Приехали – мама и отец – из Саратова в Козлов. После начавшейся холеры и голода. (В память врезались картинки: на улице, на глазах у прохожих, мать прижимает к себе мертвого ребенка или – мать мертвая, а младенец пытается сосать ее грудь). В Козлове было полегче… Встречались со знакомыми. И однажды отец, когда его спросили, куда он едет учиться, в присутствии посторонних ответил: «Я еду в Петроград». О маме ни полслова, хотя они в Саратове, в доме Ивана Васильевича и его жены Валентины Алексеевны, жили как супруги. Мама была очень обижена. Шла домой сама не своя. Потом как-то зашел разговор с подружками – куда они едут? – «В Москву!» – «А можно и я с вами?» – «Давай!» И вот отец едет в Петроград, мама – в Москву. У нее там – ни души. Недели три пытается спать на вокзале. Ее примечают и начинают гонять, – на всякий случай: «Мало ли какие тут ходят…» Потом подружка Катя разыскала своего дальнего родственника. Он работал в каком-то военкомате, на Лубянке, где был перевалочный пункт новобранцев. Там нашлась комнатенка, – окна с выбитыми стеклами забиты фанерой, чем-то затянуты. Спать приходилось в валенках, в пальто, закутавшись в платки. Уборной не было. Главное же, проход в эту комнату шел через другую, огромную, где и располагались табором новобранцы, которые постоянно сменялись, – волна за волной. В этой комнате денно и нощно горела буржуйка. И когда мама и Катя проходили, стараясь быть не замеченными, солдаты – простые деревенские парни – говорили: «Девушки, не хотите ли кипяточку?..» А девушки – с благодарностью несли кипяток к себе в комнату, чтобы… вымыть, когда он немножко остынет, руки и лицо. Ни разу ни один из новобранцев не полез с приставаниями, не отпустил пошлой шутки… Комната, где ночевали мама и ее подруга, не запиралась…

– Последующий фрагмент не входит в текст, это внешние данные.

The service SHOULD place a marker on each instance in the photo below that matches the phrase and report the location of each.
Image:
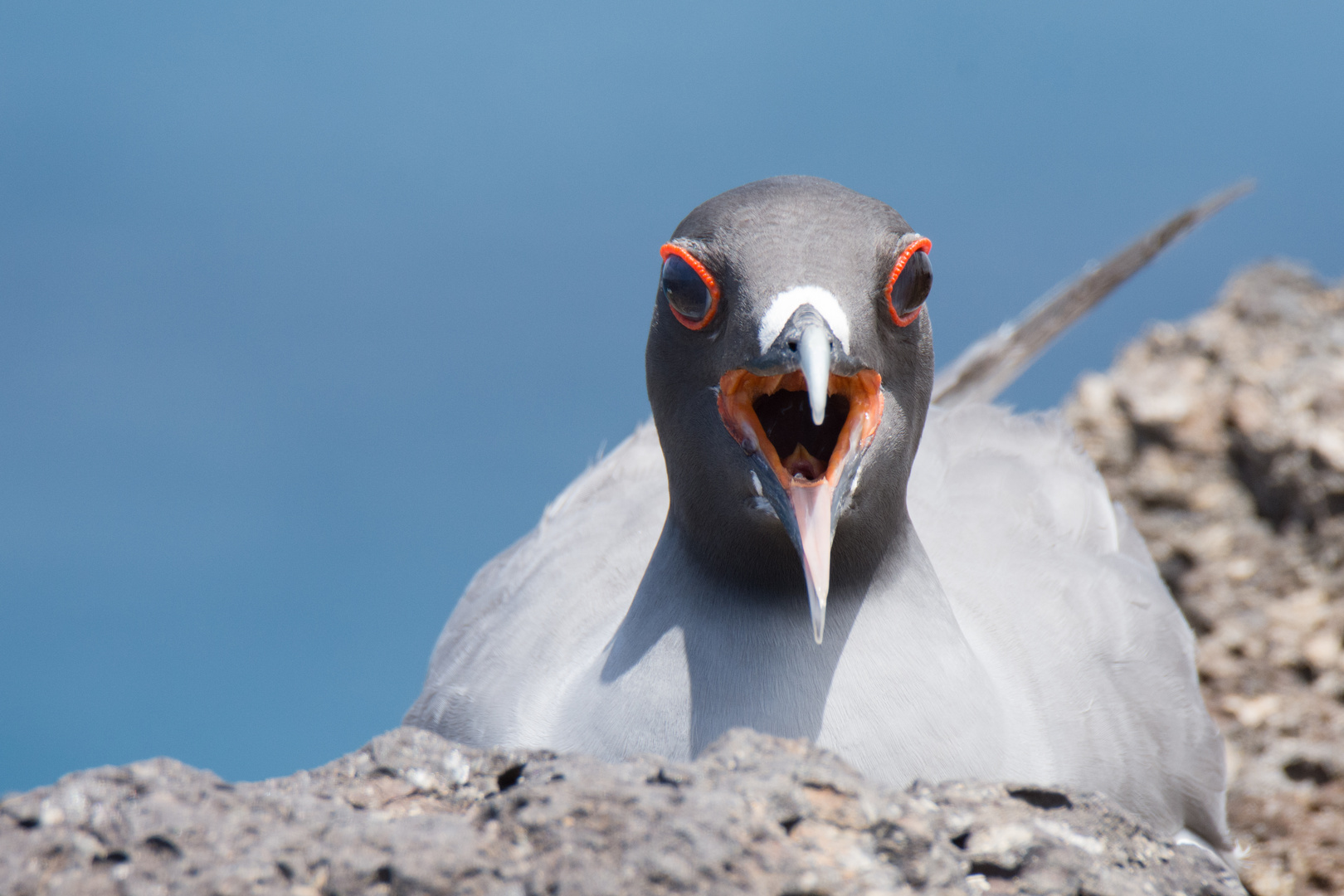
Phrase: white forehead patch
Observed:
(791, 299)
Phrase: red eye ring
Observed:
(921, 245)
(670, 249)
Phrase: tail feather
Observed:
(992, 363)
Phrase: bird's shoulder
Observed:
(552, 599)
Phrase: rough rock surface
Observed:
(413, 813)
(1224, 437)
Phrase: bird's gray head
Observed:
(789, 367)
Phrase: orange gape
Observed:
(738, 390)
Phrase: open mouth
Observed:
(771, 414)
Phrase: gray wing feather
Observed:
(993, 362)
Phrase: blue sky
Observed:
(307, 309)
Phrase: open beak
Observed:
(806, 430)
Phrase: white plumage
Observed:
(1051, 653)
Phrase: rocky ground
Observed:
(1225, 440)
(1224, 437)
(411, 813)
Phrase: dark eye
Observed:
(691, 296)
(908, 285)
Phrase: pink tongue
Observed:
(812, 508)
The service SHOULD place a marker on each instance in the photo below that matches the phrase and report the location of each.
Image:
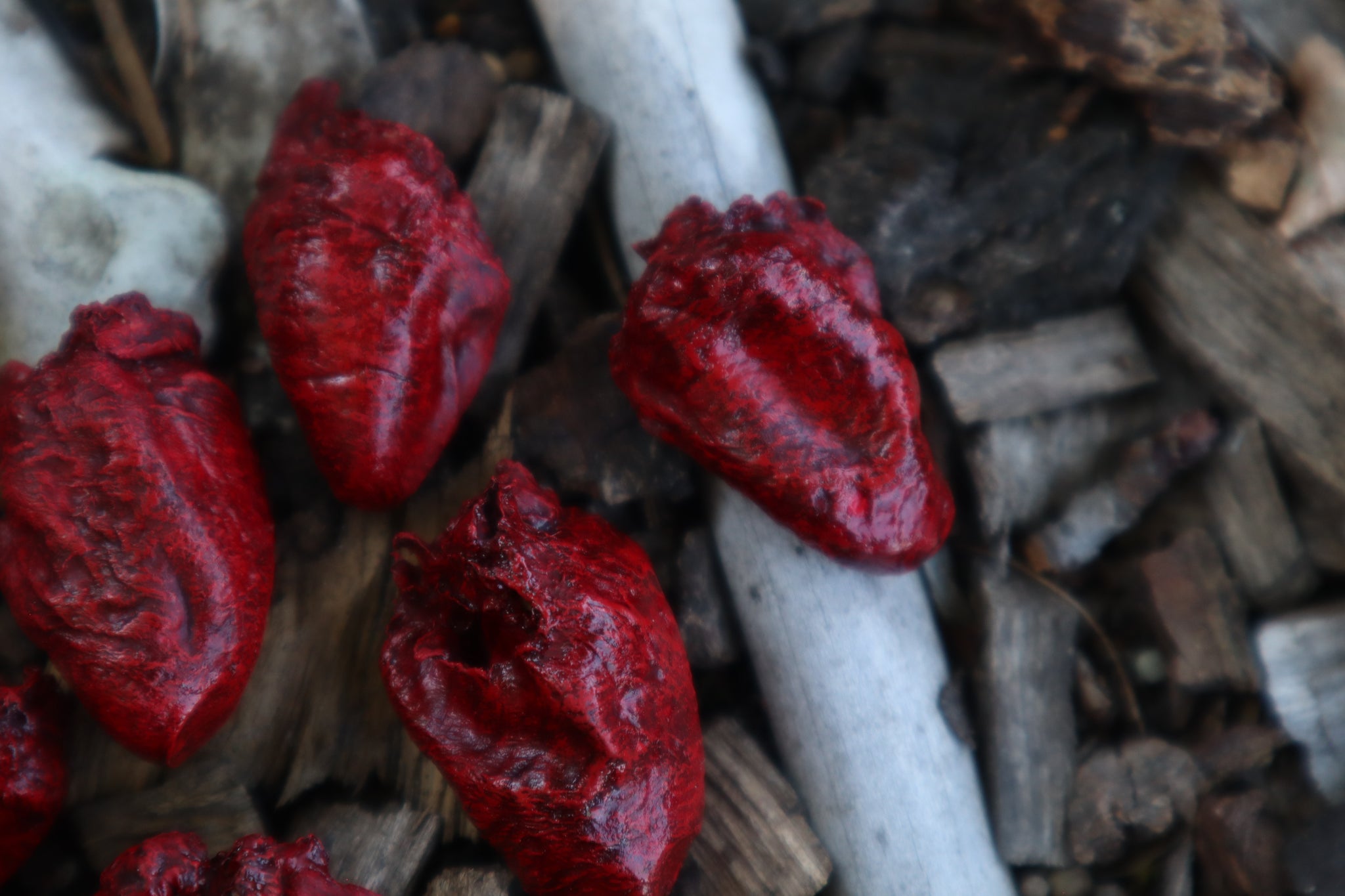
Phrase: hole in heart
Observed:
(489, 625)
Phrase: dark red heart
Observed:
(139, 551)
(33, 766)
(755, 343)
(535, 658)
(178, 865)
(377, 292)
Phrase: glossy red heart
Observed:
(137, 547)
(377, 292)
(33, 766)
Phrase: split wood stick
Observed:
(850, 664)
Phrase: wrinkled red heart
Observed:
(139, 551)
(33, 766)
(535, 658)
(178, 864)
(377, 292)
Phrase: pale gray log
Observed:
(1304, 657)
(850, 664)
(240, 73)
(471, 882)
(529, 183)
(1028, 715)
(1255, 531)
(78, 227)
(853, 699)
(381, 849)
(1225, 291)
(1053, 364)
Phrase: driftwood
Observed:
(471, 882)
(1028, 719)
(1255, 530)
(1093, 517)
(850, 664)
(1199, 616)
(381, 849)
(753, 839)
(1053, 364)
(204, 797)
(535, 171)
(1304, 657)
(1227, 292)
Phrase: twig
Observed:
(131, 69)
(1109, 648)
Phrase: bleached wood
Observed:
(850, 664)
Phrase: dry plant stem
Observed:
(131, 69)
(1128, 691)
(1319, 74)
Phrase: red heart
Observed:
(535, 658)
(178, 865)
(33, 767)
(377, 292)
(139, 551)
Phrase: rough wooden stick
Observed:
(381, 849)
(753, 839)
(131, 69)
(204, 797)
(531, 178)
(850, 664)
(1026, 676)
(1304, 657)
(1228, 293)
(1255, 531)
(1051, 366)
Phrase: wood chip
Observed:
(1130, 796)
(471, 882)
(1314, 857)
(1255, 530)
(206, 798)
(535, 171)
(703, 614)
(753, 837)
(1200, 620)
(1021, 468)
(1051, 366)
(1239, 847)
(1225, 291)
(443, 91)
(1238, 752)
(1304, 657)
(1178, 876)
(1189, 61)
(381, 849)
(1026, 707)
(1094, 516)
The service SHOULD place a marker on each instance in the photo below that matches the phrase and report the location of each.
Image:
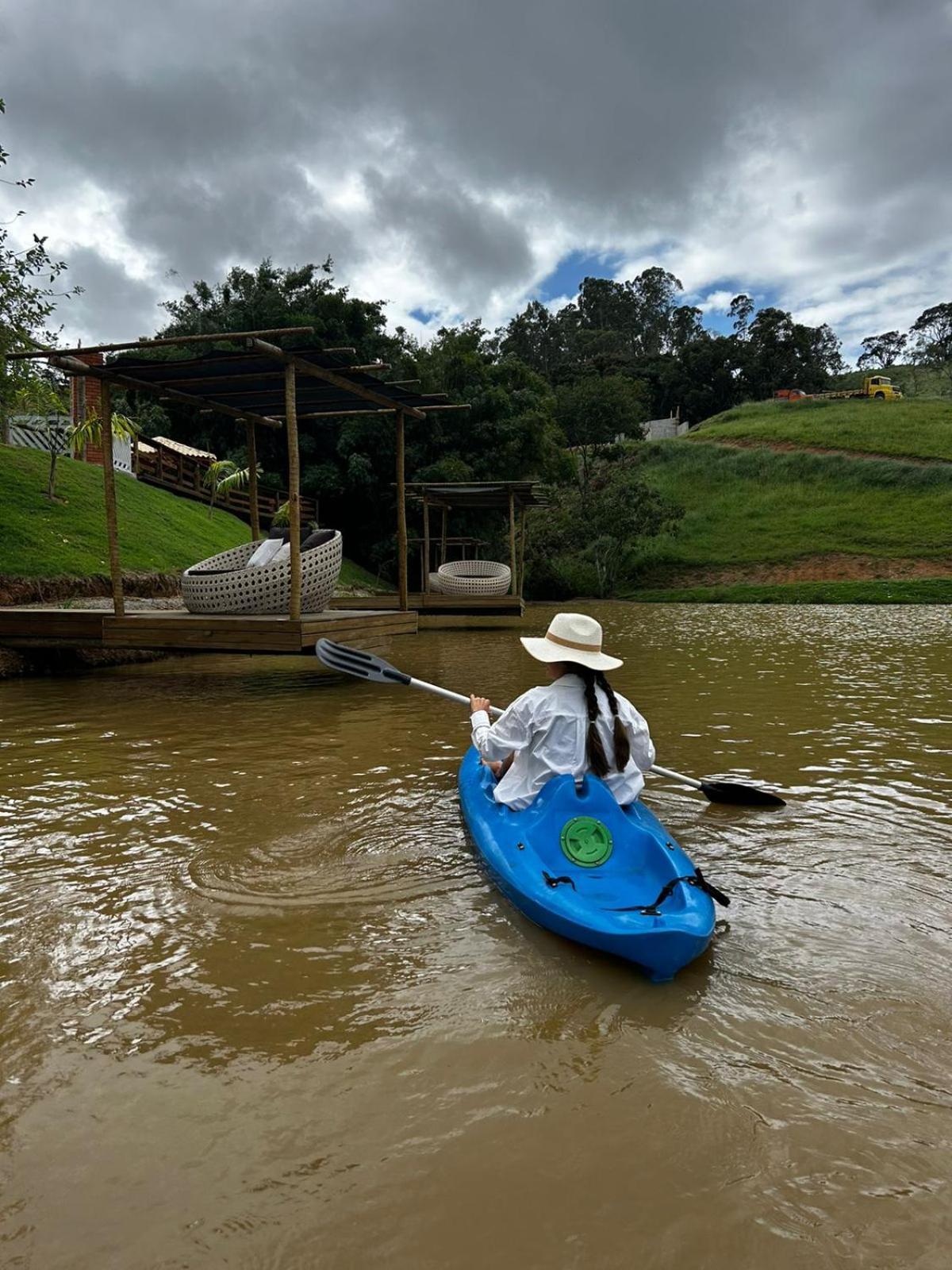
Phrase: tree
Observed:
(596, 410)
(537, 338)
(588, 533)
(782, 353)
(271, 298)
(932, 330)
(27, 296)
(880, 352)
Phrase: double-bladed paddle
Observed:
(374, 670)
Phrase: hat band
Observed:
(571, 643)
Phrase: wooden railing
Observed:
(184, 475)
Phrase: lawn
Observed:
(746, 507)
(159, 533)
(912, 429)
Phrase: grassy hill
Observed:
(793, 525)
(919, 429)
(159, 533)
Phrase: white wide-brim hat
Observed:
(571, 638)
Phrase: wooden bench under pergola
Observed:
(260, 385)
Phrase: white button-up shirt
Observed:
(546, 728)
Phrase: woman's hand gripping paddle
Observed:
(374, 670)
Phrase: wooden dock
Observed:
(436, 610)
(178, 630)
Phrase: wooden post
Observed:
(522, 554)
(112, 531)
(294, 491)
(513, 564)
(401, 512)
(253, 482)
(4, 403)
(425, 583)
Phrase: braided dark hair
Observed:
(594, 749)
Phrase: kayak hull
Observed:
(597, 905)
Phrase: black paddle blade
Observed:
(740, 795)
(353, 660)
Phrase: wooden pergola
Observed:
(259, 385)
(508, 495)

Затем удалось устроиться на работу – машинисткой. Печатала одним-двумя пальцами. Надо было приходить вечером, чтобы поупражняться на машинке. Спасибо помогал Макс, платонически влюбленный в маму, маленький добрый еврей. Он получал посылки из Америки: «Феечка, (так он обращался к маме), я это не ем» и отдавал ей – то одно, то другое (в том числе, и какао, и курагу). Как-то Макс раздобыл разрешение на мешок картошки – тоже для мамы. И она пошла за картошкой, получила ее, а потом везла мешок на санках. Было тяжело. Подошел незнакомый военный, весь в орденах. «Девушка, давайте Вам помогу!» И тащил санки чуть не через всю Москву… И тоже – никаких приставаний, чего, конечно, можно было ожидать. Мама была красива…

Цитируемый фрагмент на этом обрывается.